Polymers are organic molecules and materials synthesized by linking together identical building blocks and are important across many utilization areas including life sciences, every day materials, and nanotechnology. The possibility of being able to engineer stimuli-sensitive polymers onto surfaces offers incredible potential in medical (wound dressing), bio-medical (medical devices, drug release, anti-bacterial coatings) and micro-engineering (micro-fluidics) applications. Building and engineering these polymer devises, however, is a complex task. Polymer grafted nanoparticles is an approach for controlling the design and functionality of polymers where the polymers are grafted (attached) onto nanoparticles. Properties of the synthesized polymer grafted nanoparticle depend not only on the polymer itself but also on the grafting density and interplay of chain deformation (stretching), excluded volume effects (properties/quality of solvent), and interactions between polymer and a substrate to which it is attached.

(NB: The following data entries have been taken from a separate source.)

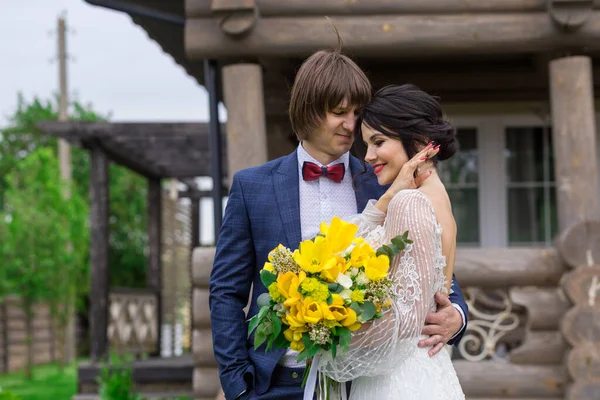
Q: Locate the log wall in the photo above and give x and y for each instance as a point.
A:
(13, 348)
(529, 278)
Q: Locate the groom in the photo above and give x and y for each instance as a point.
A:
(283, 201)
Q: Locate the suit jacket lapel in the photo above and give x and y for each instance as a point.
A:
(287, 193)
(361, 193)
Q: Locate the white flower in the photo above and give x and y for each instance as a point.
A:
(362, 279)
(344, 280)
(345, 294)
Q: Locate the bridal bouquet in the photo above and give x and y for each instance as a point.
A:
(321, 292)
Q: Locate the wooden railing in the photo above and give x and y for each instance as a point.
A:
(513, 348)
(132, 321)
(13, 332)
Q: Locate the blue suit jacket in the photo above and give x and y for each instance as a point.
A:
(263, 210)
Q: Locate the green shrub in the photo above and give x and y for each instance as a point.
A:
(116, 381)
(8, 396)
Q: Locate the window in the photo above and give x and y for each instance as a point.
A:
(530, 185)
(460, 175)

As such, conformational dynamics (the natural movement of the polymer) are very important to the function and design of the polymer grafted nanoparticle yet the link between specific molecular (microscopic) and macroscopic properties is still not clearly understood. This project supports the use of computational techniques for understanding conformational dynamics by gaining atomistic level insights into the interactions between polymer-water and polymer-polymer and substrate-polymer. Results from these simulations will be compared with the ongoing experiments being carried out at the APS division at ANL. The outcome of the research will further our understanding of how to design, tune and control the functional properties of polymer coated nanoparticles.